The Key Concept of Scrum in Machine Learning
This article was published as a part of the Data Science Blogathon.
Data is everywhere these days. Human beings have been sensing, processing, and utilizing it since their birth; now, it is perceptible to machines as well.
The data volume has increased exponentially in the recent past (on to exabytes = 10^6 x terabytes now!), combined together with the availability of a wide variety of data (e.g. demographic, transactional, social, etc.). This scale and complexity are beyond the natural capacity of humans to handle directly.
Machine Learning (ML) is the domain that has come-up to the rescue, to meaningfully process abundant data. It is based on Statistics – a subject couple of centuries-old; the difference being the machine doesn’t make any initial assumptions about the data, rather tries and learns from the data automatically.
With the continuous evolution of technological domains and associated services, human expectations have increased in tandem; necessitating a need by the industry to adapt, make quick and accurate decisions.
Here, the Agile Scrum process has gained popularity across the globe.
While the enterprises have familiarized themselves with the new process, its application to ML (and the acceptance of results) is still nascent.
In this article, an approach of scrumming the ML steps i.e. structuring and sequencing in collaborative sprints, leading to business acceptance, is presented.
Machine Learning Steps
In machine learning, we start with an intent to try and answer the associated business question(s) quantitatively, by looking at the available data. For example:
- What are the key contributors to the observed results? What is the impact of each?
- What is the confidence level of the analysis?
- What are the recommended actions?
The typical sequential steps involved in the exercise are tabulated in Figure 1.
The challenge here is not just the volume and variety of data (e.g. unstructured text), but also its incoming velocity (which may vary continuously e.g. real-time). Additionally, gaps in data (missing values, outliers), limited features, etc. further impede an accurate analysis and hypothesis verification.
In other words, the above steps require close collaboration with the Business to continuously validate the veracity of the incremental results.
Broadly, there are 2 approaches to win over the above challenges.
First, do not move to a subsequent step until the prior is completed fully. Or second, complete the step(s) broadly in a single iteration (e.g. with a small portion of the whole data), and then refine incrementally.
The latter carries the advantage of forecasting an intermediate glimpse of the outcome, during the journey; therefore, preferable.
Structuring a Sprint
Agile Scrum proposes time-boxed durations for each increment, known as a Sprint.
It comprises of regular connections within the team to analyze the data, build and refine model(s), create dashboards and revise them, and finally come up with actionable insights and recommendations.

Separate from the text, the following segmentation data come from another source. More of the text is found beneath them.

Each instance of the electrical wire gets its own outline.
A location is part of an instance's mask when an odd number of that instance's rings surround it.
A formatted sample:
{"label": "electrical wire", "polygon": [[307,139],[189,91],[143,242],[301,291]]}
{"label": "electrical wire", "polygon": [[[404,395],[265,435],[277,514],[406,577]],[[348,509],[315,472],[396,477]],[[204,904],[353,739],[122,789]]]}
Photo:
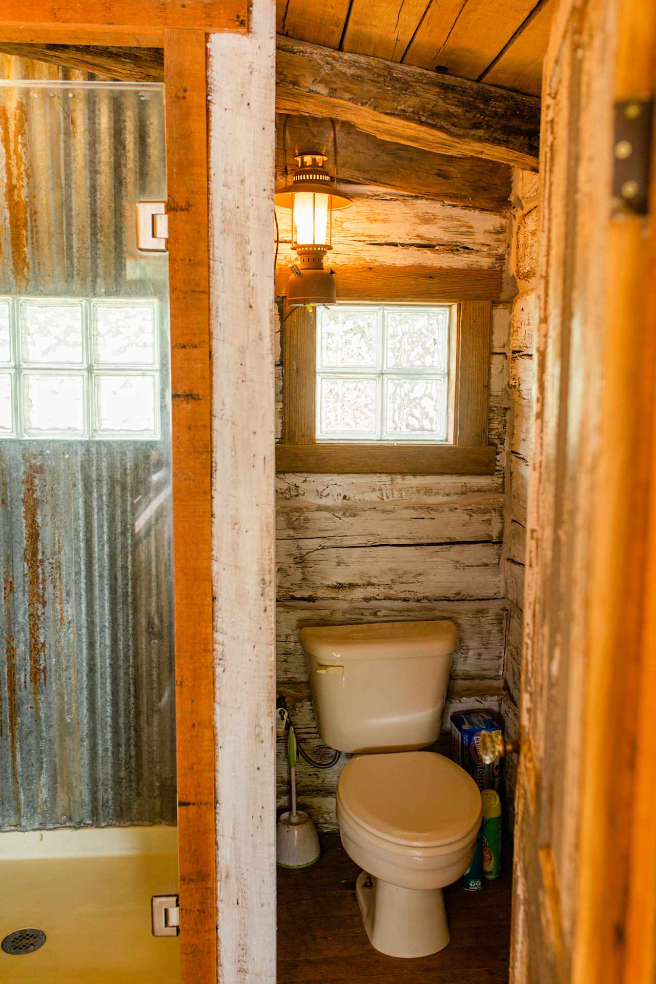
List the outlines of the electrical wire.
{"label": "electrical wire", "polygon": [[303,750],[303,746],[298,740],[298,735],[296,735],[296,747],[301,754],[301,758],[305,759],[310,766],[314,766],[315,769],[332,769],[333,766],[337,765],[341,758],[341,752],[335,752],[329,762],[315,762],[315,760],[311,759],[308,753]]}
{"label": "electrical wire", "polygon": [[[289,714],[287,714],[287,720],[289,721],[289,724],[293,727],[293,722],[289,717]],[[339,759],[341,758],[341,752],[335,752],[329,762],[315,762],[314,759],[310,758],[308,753],[301,745],[301,742],[299,741],[298,737],[298,731],[296,730],[296,728],[294,728],[294,737],[296,738],[296,748],[298,749],[299,755],[301,756],[302,759],[305,759],[308,765],[313,766],[315,769],[332,769],[333,766],[337,765]]]}

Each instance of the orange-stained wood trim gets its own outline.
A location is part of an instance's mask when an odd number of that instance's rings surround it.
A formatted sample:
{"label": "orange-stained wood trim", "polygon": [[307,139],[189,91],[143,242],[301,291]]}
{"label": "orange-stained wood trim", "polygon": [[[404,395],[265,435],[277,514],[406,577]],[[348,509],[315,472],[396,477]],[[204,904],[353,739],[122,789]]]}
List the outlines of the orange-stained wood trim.
{"label": "orange-stained wood trim", "polygon": [[314,444],[316,437],[316,315],[284,305],[282,321],[282,436],[285,444]]}
{"label": "orange-stained wood trim", "polygon": [[488,443],[492,301],[462,301],[458,326],[455,444]]}
{"label": "orange-stained wood trim", "polygon": [[[20,15],[20,16],[17,16]],[[0,30],[64,27],[248,31],[247,0],[0,0]],[[5,38],[8,40],[8,38]],[[69,43],[88,43],[79,41]]]}
{"label": "orange-stained wood trim", "polygon": [[216,981],[206,34],[164,33],[173,407],[180,943]]}
{"label": "orange-stained wood trim", "polygon": [[449,444],[276,444],[276,471],[320,474],[493,475],[497,448]]}
{"label": "orange-stained wood trim", "polygon": [[[338,267],[335,273],[339,301],[499,300],[501,270],[434,270],[431,267]],[[275,270],[275,293],[285,295],[291,276],[287,267]]]}
{"label": "orange-stained wood trim", "polygon": [[[89,28],[84,24],[16,24],[0,18],[0,40],[12,44],[161,48],[164,44],[164,31],[157,28]],[[27,54],[25,57],[28,57]]]}

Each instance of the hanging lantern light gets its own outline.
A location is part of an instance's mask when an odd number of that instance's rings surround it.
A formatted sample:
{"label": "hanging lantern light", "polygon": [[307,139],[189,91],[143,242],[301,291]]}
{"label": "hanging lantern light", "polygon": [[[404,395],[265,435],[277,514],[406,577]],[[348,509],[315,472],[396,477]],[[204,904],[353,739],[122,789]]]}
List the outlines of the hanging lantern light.
{"label": "hanging lantern light", "polygon": [[[283,154],[286,161],[285,130],[283,123]],[[335,173],[331,177],[325,164],[324,154],[299,154],[295,160],[297,169],[291,184],[285,185],[275,196],[275,205],[291,210],[291,246],[298,256],[298,263],[291,268],[287,287],[287,303],[334,304],[335,278],[331,271],[324,270],[324,257],[332,249],[332,213],[351,205],[350,198],[337,193],[337,140],[334,123]]]}

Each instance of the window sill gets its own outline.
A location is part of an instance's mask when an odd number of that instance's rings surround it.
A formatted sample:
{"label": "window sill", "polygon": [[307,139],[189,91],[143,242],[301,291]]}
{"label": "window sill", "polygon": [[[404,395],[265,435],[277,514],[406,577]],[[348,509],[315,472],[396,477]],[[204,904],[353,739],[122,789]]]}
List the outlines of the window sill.
{"label": "window sill", "polygon": [[277,444],[275,470],[324,474],[492,475],[495,445]]}

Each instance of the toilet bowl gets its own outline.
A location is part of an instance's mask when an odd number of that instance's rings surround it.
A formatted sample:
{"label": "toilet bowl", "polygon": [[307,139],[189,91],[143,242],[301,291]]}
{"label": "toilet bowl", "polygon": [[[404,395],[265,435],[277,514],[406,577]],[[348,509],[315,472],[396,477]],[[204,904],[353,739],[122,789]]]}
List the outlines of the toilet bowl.
{"label": "toilet bowl", "polygon": [[337,785],[347,854],[369,939],[390,956],[448,943],[442,890],[467,870],[481,794],[455,763],[420,749],[440,734],[457,631],[447,619],[305,627],[323,741],[355,753]]}
{"label": "toilet bowl", "polygon": [[372,945],[402,957],[446,947],[442,890],[468,868],[481,823],[473,779],[432,752],[358,756],[339,777],[337,823],[363,869],[356,894]]}

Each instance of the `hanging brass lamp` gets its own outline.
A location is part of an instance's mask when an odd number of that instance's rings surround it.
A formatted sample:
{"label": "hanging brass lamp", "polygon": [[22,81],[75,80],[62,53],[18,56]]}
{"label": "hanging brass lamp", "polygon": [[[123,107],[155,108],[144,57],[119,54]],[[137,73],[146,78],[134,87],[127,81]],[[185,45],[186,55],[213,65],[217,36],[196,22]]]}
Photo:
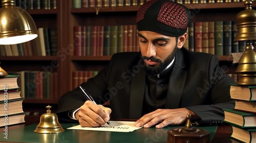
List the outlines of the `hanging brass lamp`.
{"label": "hanging brass lamp", "polygon": [[256,11],[252,9],[252,4],[250,1],[246,1],[245,10],[237,15],[237,33],[234,41],[246,42],[236,71],[237,83],[240,85],[256,85],[256,53],[252,44],[256,40]]}

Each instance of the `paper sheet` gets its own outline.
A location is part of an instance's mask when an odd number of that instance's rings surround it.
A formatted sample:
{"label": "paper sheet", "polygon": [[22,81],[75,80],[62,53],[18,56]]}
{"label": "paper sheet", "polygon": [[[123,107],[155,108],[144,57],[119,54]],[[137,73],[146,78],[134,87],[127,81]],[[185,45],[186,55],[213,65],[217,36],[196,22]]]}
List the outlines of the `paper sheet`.
{"label": "paper sheet", "polygon": [[134,126],[133,124],[135,122],[110,121],[110,122],[112,127],[106,124],[99,127],[83,127],[79,125],[67,129],[129,132],[141,128]]}

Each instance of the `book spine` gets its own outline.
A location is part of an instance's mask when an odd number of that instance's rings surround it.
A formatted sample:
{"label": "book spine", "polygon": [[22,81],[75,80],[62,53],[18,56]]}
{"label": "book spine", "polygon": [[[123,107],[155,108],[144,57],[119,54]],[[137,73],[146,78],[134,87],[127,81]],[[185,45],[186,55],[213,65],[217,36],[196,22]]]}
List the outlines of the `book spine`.
{"label": "book spine", "polygon": [[131,6],[131,0],[124,0],[124,6]]}
{"label": "book spine", "polygon": [[103,44],[103,55],[110,55],[110,26],[104,26],[104,36]]}
{"label": "book spine", "polygon": [[92,55],[92,26],[87,26],[86,36],[86,55]]}
{"label": "book spine", "polygon": [[123,51],[123,26],[117,26],[117,52],[121,52]]}
{"label": "book spine", "polygon": [[92,27],[92,56],[96,56],[97,54],[97,26]]}
{"label": "book spine", "polygon": [[232,27],[231,27],[231,42],[232,42],[232,49],[231,52],[238,52],[238,41],[234,41],[234,39],[236,37],[236,35],[237,34],[237,23],[235,21],[232,21]]}
{"label": "book spine", "polygon": [[195,22],[195,51],[202,52],[202,22]]}
{"label": "book spine", "polygon": [[82,0],[81,7],[82,7],[82,8],[88,8],[88,0]]}
{"label": "book spine", "polygon": [[131,0],[131,6],[134,6],[138,5],[138,0]]}
{"label": "book spine", "polygon": [[48,0],[40,0],[40,6],[41,9],[49,9]]}
{"label": "book spine", "polygon": [[202,22],[202,51],[209,53],[208,22]]}
{"label": "book spine", "polygon": [[110,26],[110,55],[117,52],[117,25]]}
{"label": "book spine", "polygon": [[50,0],[50,8],[51,9],[57,9],[57,0]]}
{"label": "book spine", "polygon": [[102,7],[108,7],[110,6],[110,1],[109,0],[102,0]]}
{"label": "book spine", "polygon": [[81,0],[73,0],[73,8],[80,8],[82,7],[82,2]]}
{"label": "book spine", "polygon": [[194,43],[194,23],[190,22],[188,24],[188,49],[191,51],[195,51]]}
{"label": "book spine", "polygon": [[214,21],[208,22],[208,53],[215,54]]}
{"label": "book spine", "polygon": [[133,25],[129,25],[127,37],[127,51],[133,51]]}
{"label": "book spine", "polygon": [[81,55],[86,56],[86,29],[85,26],[81,26]]}
{"label": "book spine", "polygon": [[223,55],[231,55],[231,21],[223,22]]}
{"label": "book spine", "polygon": [[124,25],[123,27],[123,52],[127,51],[128,41],[128,25]]}
{"label": "book spine", "polygon": [[81,29],[80,26],[74,26],[74,55],[81,56]]}
{"label": "book spine", "polygon": [[104,26],[99,26],[99,56],[103,56],[103,40],[104,40]]}
{"label": "book spine", "polygon": [[215,22],[215,54],[223,55],[223,22]]}

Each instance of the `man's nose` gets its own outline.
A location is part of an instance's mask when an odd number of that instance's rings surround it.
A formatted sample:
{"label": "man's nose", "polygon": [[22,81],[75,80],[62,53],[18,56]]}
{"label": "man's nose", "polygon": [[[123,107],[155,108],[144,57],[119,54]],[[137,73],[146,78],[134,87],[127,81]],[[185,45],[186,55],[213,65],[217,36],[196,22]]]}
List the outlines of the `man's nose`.
{"label": "man's nose", "polygon": [[151,57],[156,56],[156,48],[153,44],[148,43],[146,47],[146,55],[147,57]]}

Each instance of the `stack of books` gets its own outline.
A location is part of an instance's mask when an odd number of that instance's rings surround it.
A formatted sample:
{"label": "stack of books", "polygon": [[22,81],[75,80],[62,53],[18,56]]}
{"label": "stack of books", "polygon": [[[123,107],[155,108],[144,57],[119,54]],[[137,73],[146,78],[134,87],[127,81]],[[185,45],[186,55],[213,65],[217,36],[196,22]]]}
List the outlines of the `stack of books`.
{"label": "stack of books", "polygon": [[0,77],[0,127],[25,122],[17,79],[19,75]]}
{"label": "stack of books", "polygon": [[230,137],[244,142],[256,142],[256,86],[230,85],[233,109],[223,109],[224,122],[232,129]]}

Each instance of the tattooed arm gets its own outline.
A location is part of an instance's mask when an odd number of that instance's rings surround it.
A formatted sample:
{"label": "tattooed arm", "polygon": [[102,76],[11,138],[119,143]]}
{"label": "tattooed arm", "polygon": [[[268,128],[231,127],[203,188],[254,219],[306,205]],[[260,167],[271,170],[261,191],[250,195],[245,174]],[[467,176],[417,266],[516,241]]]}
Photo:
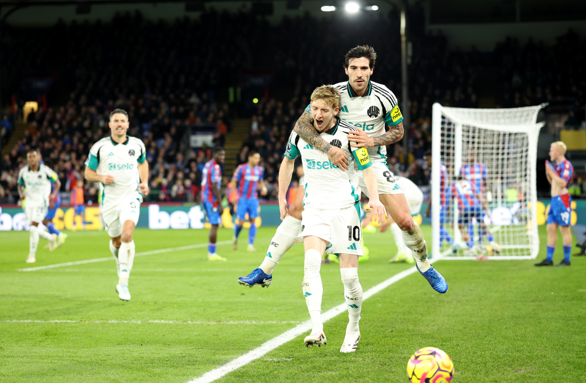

The idea is to structure a sprint in such a way that it covers all the machine learning steps while devoting a fixed portion of duration to each step; and then, revise these portions incrementally across the sprints.
To take an example, consider a restaurant chain that wants to analyze what factors contribute to its sales and develop the ability to accurately predict the same.
Here, the EDA would primarily explore factors such as restaurant location, available options in the menu for its customers, the seating within the restaurants, dine-in, and takeaways, and the likes.
The modeling and dashboard activities may focus on either individual or a category of items, possibly at the individual restaurant level, and present future sales in a display format that is digestible to the owners.
The above steps in the exercise would undergo multiple iterations, based on feedback.
Figure 2 models a simple release comprising of 4 sprints (each, say, of 1-week).
The EDA in Sprint 1 covers over two-thirds of the sprint duration (i.e. 70%), as data familiarity is important in the beginning. Examples of EDA are 5-number summary, univariate & bivariate analysis, correlations, etc. It may result in previously unknown insights e.g. clustering in Unsupervised Learning.
In subsequent sprints, its continuation is needed to accommodate further incoming data; but cover a decreased percentage.
Modeling evaluates the data analysis & causality and provides strategic forecast to fulfill enterprise needs. This needs constant tuning and realignment i.e. re-training based on the latest data and feedback.
Sprint 1 introduces Dashboard to the Business and thereafter needs an increasing focus to help generate measurable actions and monitor them. It enlarges to cover half of the duration in the last sprint (i.e. 50%).
Scrum Master and Teamwork together with the Product Owner and Business continuously.
The first release may serve as a learning-pilot execution.
Fine Tuning and Next Steps
The solution embraces change while covering all the ML steps within a single sprint.
A release may require additional sprints (or even longer ones) based on the data/requirements at hand.
While this may take the release to elapse for more than a month, the primary benefit offered is continuous syncing with the Business at every iteration; finally, resulting in a deliverable holding business value.
It is imperative to have trust in the approach, and thereafter, fine-tune it as needed.
As a final takeaway, clear expectations and honest communication go a long way towards building a strong and trusting relationship with Business.
Scrum Agile is a proven way of solving complex problems.
ML offers an accurate approach for root-cause analysis of the problem, based on data, and coming up with a quantifiable resolution.
The amalgamation of the two, in an incremental manner, enables the delivery of human delight.